Born on this day in San Diego, California, Boston Red Sox slugger Theodore Samuel Williams (1918-2002) grew up wanting "to walk down the street and have people say, 'There goes the greatest hitter who ever lived.'" Many believe he got his wish.
"God gets you to the plate," he said. "But once you’re there, you’re on your own."
Remarkable Williams, known as "the Splendid Splinter" and "the Kid," was a Marine Corps jet fighter pilot who missed three full seasons during World War II (1943-1945). Flying alongside astronaut John Glenn, Williams returned to service as a combat pilot in Korea.
"Set your goal. Stay focused. And you'll succeed," he said.

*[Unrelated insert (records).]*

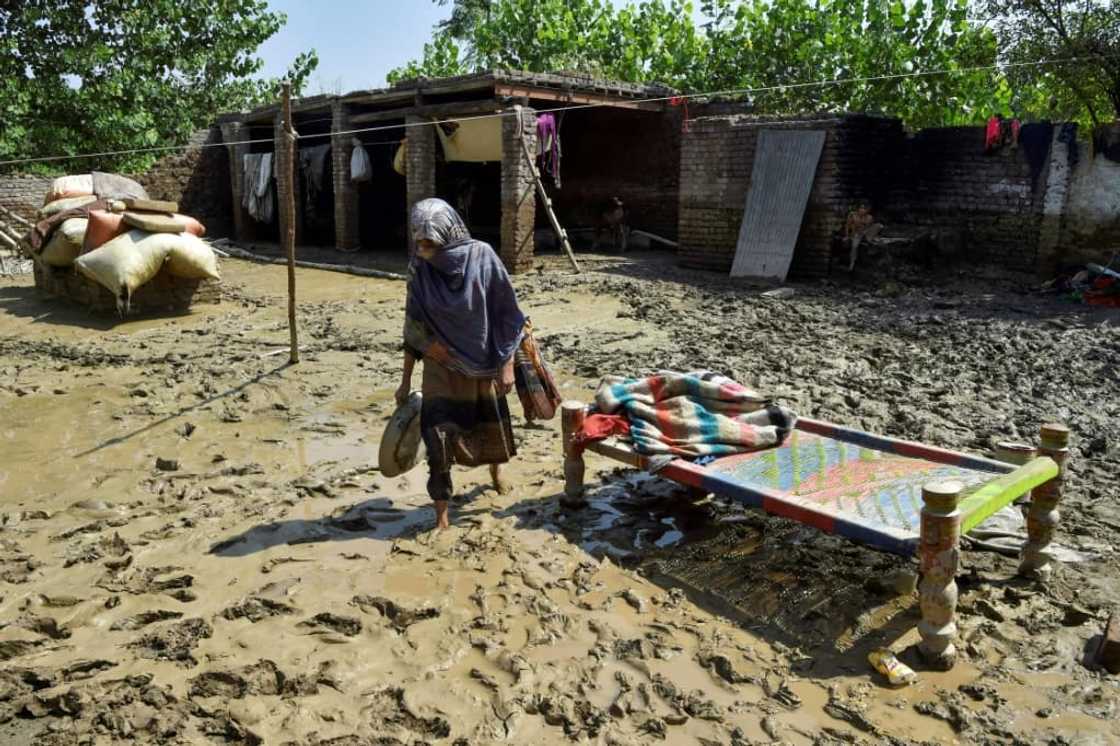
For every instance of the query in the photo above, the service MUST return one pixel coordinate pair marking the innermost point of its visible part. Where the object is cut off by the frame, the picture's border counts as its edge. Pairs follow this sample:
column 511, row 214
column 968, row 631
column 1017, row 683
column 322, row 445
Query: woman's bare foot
column 441, row 514
column 501, row 485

The slugger made his professional baseball debut in 1936 and closed out his career in 1960 with a home run in his final at bat. He was the last player to break .400, batting .406 in 1941.
Working his art with passionate dedication, "Thumping Theodore" also won two Triple Crowns and six American League batting championships. The great "Number 9" gathered 521 home runs and had a lifetime average of .344.
Throughout his life, Williams was also an unheralded fund-raiser for the Jimmy Fund Clinic, which was founded in 1948 at the Dana-Farber Cancer Institute, one of the world's leading cancer research and treatment centers for both children and adults.
"Baseball is the only field of endeavor where a man can succeed three times out of ten and be considered a good performer," Williams said.